Open ankrgyl opened 2 years ago
I am facing an error with the pdf2image library and mentioning to install Poppler to PATH. This is my code:
def doc_type(temp_path):
p = pipeline('document-question-answering')
doc = document.load_document(temp_path)
response = p("What type of document is this?", **doc.context)
return response
The error I receive is :
response = p("What type of document is this?", **doc.context) ^^^^^^^^^^^^ File "C:\Users\Cirruslabs\AppData\Local\Programs\Python\Python311\Lib\functools.py", line 1001, in __get__ val = self.func(instance) ^^^^^^^^^^^^^^^^^^^ File "C:\Users\Cirruslabs\Documents\GitHub\Document-Processing-BE\venv\Lib\site-packages\docquery\document.py", line 117, in context images = self._images ^^^^^^^^^^^^ File "C:\Users\Cirruslabs\AppData\Local\Programs\Python\Python311\Lib\functools.py", line 1001, in __get__ val = self.func(instance) ^^^^^^^^^^^^^^^^^^^ File "C:\Users\Cirruslabs\Documents\GitHub\Document-Processing-BE\venv\Lib\site-packages\docquery\document.py", line 156, in _images return [x.convert("RGB") for x in pdf2image.convert_from_bytes(self.b)] ^^^^^^^^^^^^^^^^^^^^^^^^^^^^^^^^^^^^^ File "C:\Users\Cirruslabs\Documents\GitHub\Document-Processing-BE\venv\Lib\site-packages\pdf2image\pdf2image.py", line 358, in convert_from_bytes return convert_from_path( ^^^^^^^^^^^^^^^^^^ File "C:\Users\Cirruslabs\Documents\GitHub\Document-Processing-BE\venv\Lib\site-packages\pdf2image\pdf2image.py", line 127, in convert_from_path page_count = pdfinfo_from_path( ^^^^^^^^^^^^^^^^^^ File "C:\Users\Cirruslabs\Documents\GitHub\Document-Processing-BE\venv\Lib\site-packages\pdf2image\pdf2image.py", line 594, in pdfinfo_from_path raise PDFInfoNotInstalledError( pdf2image.exceptions.PDFInfoNotInstalledError: Unable to get page count. Is poppler installed and in PATH?

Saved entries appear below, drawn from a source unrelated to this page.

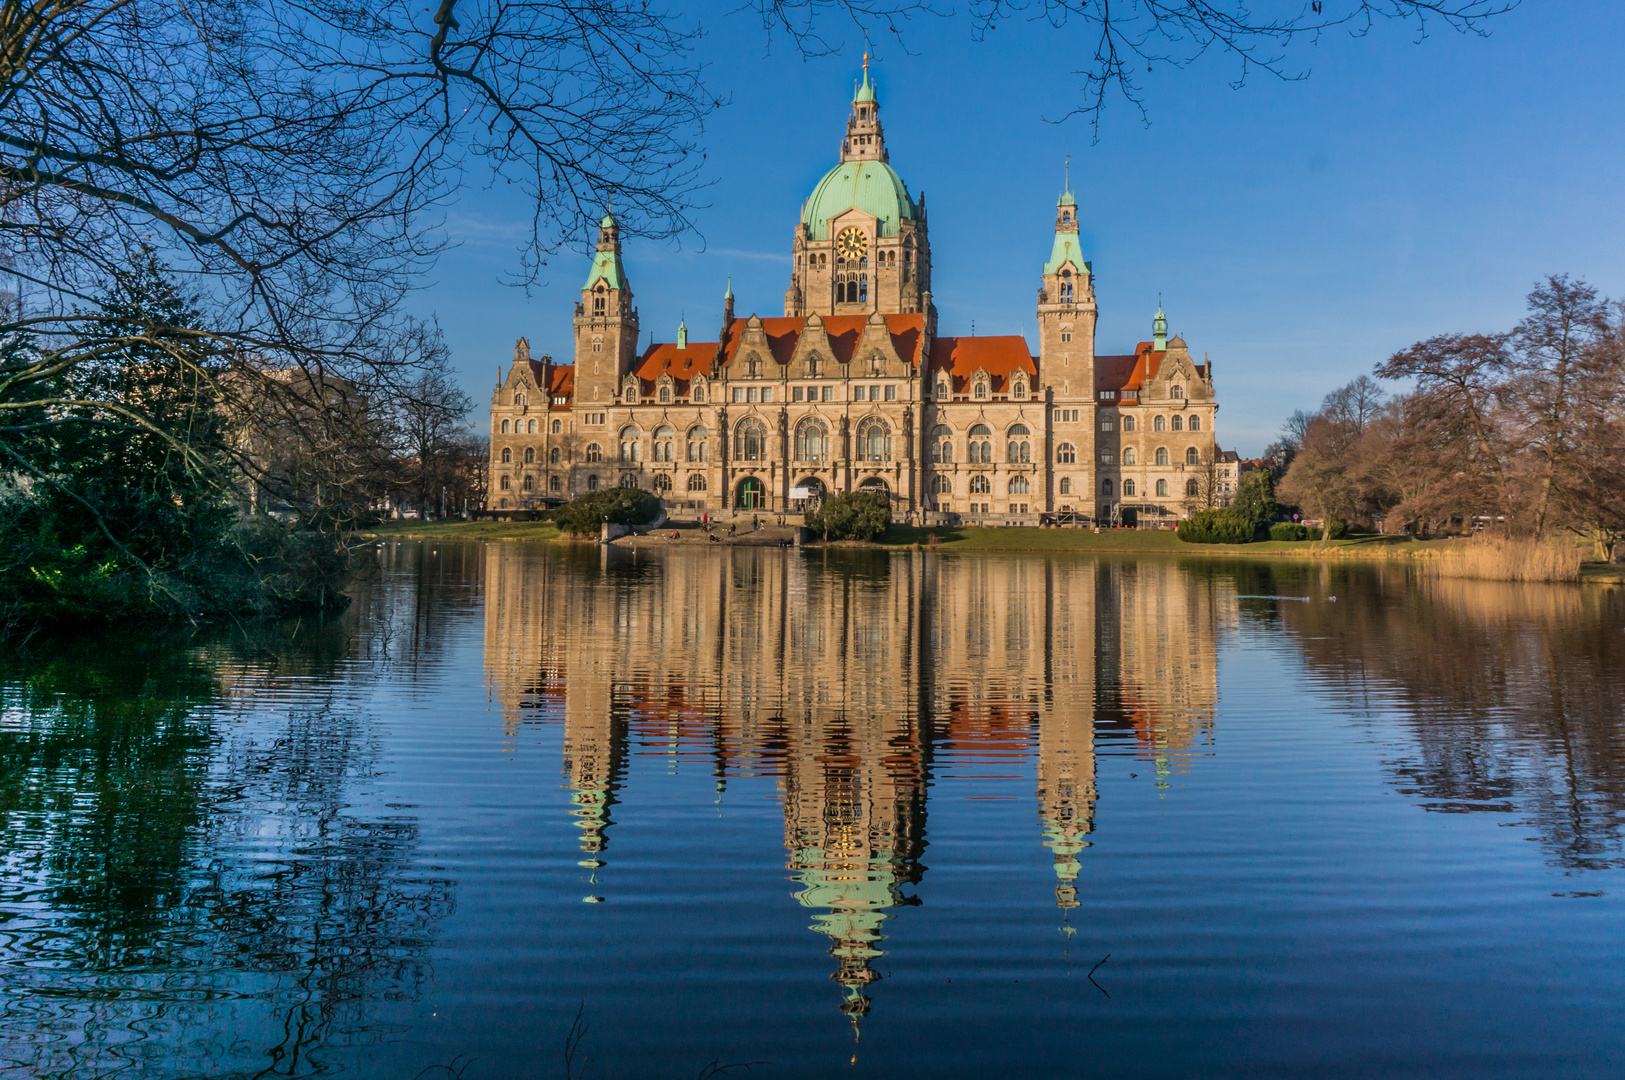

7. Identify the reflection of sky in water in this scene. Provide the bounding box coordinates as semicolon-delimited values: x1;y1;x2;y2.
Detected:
0;544;1622;1079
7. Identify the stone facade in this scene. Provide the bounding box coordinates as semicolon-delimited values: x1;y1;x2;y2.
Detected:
489;63;1225;526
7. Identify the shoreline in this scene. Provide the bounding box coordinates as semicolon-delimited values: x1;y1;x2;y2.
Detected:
356;520;1623;583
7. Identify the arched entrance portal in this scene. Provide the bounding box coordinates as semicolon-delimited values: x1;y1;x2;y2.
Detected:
735;476;765;510
857;477;890;497
1120;507;1139;528
790;477;824;510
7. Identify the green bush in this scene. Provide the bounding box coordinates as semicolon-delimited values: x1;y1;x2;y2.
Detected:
1233;471;1278;534
1177;509;1256;545
805;491;891;542
554;487;662;536
1270;522;1309;541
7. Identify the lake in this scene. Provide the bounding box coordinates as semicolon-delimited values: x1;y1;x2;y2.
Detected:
2;542;1622;1078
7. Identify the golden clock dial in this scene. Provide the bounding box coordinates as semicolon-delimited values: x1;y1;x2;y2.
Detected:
836;227;868;259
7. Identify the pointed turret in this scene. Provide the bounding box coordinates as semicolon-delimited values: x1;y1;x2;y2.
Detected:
723;277;735;331
1153;300;1167;352
841;53;887;164
677;316;688;349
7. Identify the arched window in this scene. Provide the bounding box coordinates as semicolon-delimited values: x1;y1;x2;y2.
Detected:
1186;479;1199;497
687;474;707;492
619;425;641;462
620;472;640;489
550;447;561;465
587;474;599;491
501;447;512;463
523;447;535;463
929;424;953;463
593;286;606;315
1123;479;1136;496
968;424;992;463
1008;476;1030;495
501;420;510;434
1060;478;1072;495
1006;424;1031;463
526;419;536;434
586;443;602;463
737;419;766;462
931;475;952;494
552;419;562;434
693;381;707;403
1154;415;1167;432
1171;385;1185;399
973;380;989;400
687;426;709;462
1186;446;1200;465
513;393;525;407
1056;442;1076;463
746;352;762;377
1012;377;1027;398
1155;447;1170;466
651;425;675;463
1171;415;1183;431
1060;268;1074;304
1100;416;1114;432
1156;479;1169;497
659;385;671;403
654;473;673;493
1102;478;1113;496
549;475;561;492
523;475;535;491
795;418;829;462
936;379;951;400
970;475;991;495
1122;447;1137;466
1122;416;1136;432
499;475;511;490
857;419;891;462
1189;415;1201;431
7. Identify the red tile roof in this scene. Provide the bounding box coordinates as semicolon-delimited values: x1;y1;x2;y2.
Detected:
927;335;1036;394
632;342;716;389
1095;342;1210;393
718;313;927;368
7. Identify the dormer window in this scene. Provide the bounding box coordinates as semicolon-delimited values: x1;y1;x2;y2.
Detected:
1171;384;1185;399
973;380;988;401
936;379;950;399
1013;377;1027;398
658;385;670;403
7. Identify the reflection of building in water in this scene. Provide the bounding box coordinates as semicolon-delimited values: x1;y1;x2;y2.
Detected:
482;547;1217;1010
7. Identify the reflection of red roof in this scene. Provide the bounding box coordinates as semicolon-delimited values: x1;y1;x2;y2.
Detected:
928;336;1037;395
718;314;927;368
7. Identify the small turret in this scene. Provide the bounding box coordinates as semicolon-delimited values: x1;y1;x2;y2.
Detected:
677;316;688;349
723;277;735;330
1153;300;1167;352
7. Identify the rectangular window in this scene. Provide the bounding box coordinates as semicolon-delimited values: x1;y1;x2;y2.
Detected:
1098;390;1116;401
1008;504;1018;515
733;387;745;403
762;388;773;403
1101;418;1114;431
793;387;804;402
822;386;833;402
747;387;758;402
885;385;897;401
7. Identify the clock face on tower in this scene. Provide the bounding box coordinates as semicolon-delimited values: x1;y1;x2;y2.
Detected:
836;227;868;259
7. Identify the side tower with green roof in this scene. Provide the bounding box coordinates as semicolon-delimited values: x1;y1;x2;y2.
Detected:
785;57;932;320
573;210;639;409
1036;168;1100;517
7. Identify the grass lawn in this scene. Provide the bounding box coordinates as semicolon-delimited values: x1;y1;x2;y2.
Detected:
358;519;562;542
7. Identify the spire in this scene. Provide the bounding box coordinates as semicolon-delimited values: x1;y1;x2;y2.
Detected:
1059;155;1076;208
722;277;735;330
677;315;688;349
841;56;885;163
854;51;876;103
1153;298;1167;351
724;275;734;302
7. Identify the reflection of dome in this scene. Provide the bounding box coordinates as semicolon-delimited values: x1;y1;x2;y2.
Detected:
793;845;916;1017
802;161;916;240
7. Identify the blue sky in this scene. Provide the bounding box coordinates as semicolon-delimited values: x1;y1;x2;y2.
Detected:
417;4;1625;456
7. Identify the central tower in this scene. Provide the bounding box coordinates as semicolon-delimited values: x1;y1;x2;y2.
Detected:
785;57;932;318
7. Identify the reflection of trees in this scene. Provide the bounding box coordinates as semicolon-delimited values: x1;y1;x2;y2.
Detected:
0;627;454;1079
1275;568;1625;872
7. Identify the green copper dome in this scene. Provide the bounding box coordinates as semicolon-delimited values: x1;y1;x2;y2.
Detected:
802;160;915;240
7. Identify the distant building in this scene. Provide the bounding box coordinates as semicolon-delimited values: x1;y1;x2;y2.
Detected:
489;61;1223;527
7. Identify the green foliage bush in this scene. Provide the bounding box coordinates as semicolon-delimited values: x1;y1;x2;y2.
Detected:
1233;470;1278;534
1177;509;1256;545
805;491;892;542
554;487;662;535
1270;522;1310;541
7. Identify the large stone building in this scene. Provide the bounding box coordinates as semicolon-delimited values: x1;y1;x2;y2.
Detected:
490;63;1224;527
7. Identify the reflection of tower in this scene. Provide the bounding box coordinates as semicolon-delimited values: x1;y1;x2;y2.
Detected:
779;553;930;1025
1034;560;1099;910
563;686;627;877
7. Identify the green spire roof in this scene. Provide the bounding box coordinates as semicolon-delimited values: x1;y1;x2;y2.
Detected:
1153;300;1167;347
1058;156;1076;207
854;53;876;103
724;276;734;301
600;210;615;227
1043;234;1089;276
582;247;625;290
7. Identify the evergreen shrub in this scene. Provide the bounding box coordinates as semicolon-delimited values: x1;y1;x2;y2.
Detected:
1270;523;1310;541
805;491;891;542
554;487;661;535
1177;509;1256;545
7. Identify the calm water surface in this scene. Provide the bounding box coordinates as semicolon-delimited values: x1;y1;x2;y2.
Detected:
2;544;1623;1078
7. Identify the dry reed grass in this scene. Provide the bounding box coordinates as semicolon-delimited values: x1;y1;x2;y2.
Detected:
1422;535;1583;583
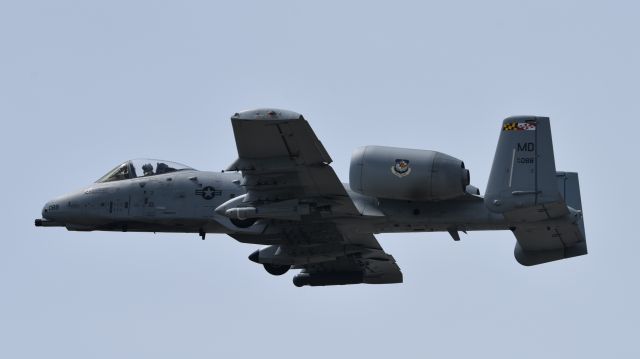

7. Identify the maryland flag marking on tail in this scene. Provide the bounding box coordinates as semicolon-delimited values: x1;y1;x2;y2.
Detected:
503;121;537;131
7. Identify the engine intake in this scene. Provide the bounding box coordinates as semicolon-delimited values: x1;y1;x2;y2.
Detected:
349;146;470;201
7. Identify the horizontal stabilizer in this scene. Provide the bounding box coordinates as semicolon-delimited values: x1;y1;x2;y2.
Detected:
513;172;587;266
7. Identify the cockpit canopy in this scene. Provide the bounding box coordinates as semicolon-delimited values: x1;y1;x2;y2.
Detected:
97;159;195;183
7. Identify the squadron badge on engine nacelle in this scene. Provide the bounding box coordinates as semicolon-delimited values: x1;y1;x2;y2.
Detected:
391;159;412;178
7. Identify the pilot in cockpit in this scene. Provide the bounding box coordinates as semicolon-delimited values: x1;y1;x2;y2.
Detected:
142;163;154;176
112;165;130;181
156;162;176;174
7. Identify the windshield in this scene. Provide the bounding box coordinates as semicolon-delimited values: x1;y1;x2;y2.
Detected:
97;159;195;183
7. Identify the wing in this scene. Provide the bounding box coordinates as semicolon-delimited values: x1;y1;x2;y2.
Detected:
242;221;403;287
225;109;401;286
292;232;403;287
225;108;359;215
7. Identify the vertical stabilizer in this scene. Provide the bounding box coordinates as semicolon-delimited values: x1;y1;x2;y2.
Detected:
485;116;566;221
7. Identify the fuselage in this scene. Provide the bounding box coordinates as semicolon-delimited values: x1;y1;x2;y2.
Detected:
39;165;508;237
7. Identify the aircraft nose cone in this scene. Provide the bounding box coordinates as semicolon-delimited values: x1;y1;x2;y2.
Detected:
40;191;79;222
42;200;57;220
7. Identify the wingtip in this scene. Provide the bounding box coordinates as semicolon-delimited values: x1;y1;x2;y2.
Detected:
232;108;303;121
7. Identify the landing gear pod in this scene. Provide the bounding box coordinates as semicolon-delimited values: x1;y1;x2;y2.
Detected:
263;263;290;276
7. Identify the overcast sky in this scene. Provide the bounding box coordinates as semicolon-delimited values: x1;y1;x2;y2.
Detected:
1;1;639;358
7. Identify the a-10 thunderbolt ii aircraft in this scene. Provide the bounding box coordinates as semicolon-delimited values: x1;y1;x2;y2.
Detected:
35;109;587;287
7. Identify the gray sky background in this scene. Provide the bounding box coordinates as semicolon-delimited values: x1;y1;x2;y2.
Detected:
1;1;638;358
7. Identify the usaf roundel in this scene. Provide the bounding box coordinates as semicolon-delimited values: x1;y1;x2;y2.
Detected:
391;159;411;178
195;186;221;200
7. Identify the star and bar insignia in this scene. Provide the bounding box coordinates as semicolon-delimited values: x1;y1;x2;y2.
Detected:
195;186;221;200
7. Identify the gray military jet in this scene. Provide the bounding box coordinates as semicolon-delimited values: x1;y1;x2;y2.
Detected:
35;109;587;287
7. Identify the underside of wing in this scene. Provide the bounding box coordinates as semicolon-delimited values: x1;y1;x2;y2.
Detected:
243;223;402;287
292;246;403;287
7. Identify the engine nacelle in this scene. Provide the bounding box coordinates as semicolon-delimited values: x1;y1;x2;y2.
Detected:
349;146;470;201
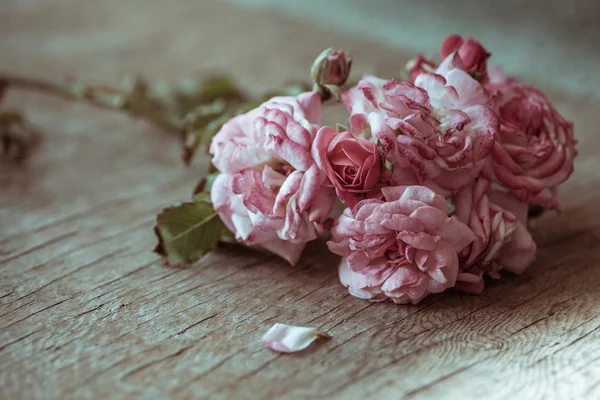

Is there any workaround to this. I've tried installing popper-utils and pdf2image and still no use.
PDFs take advantage of Poppler to create image previews; however, these are unnecessary if the file has embedded text for certain models (e.g. LayoutLMv1). We should make sure that the default scenario of poppler not being available still works.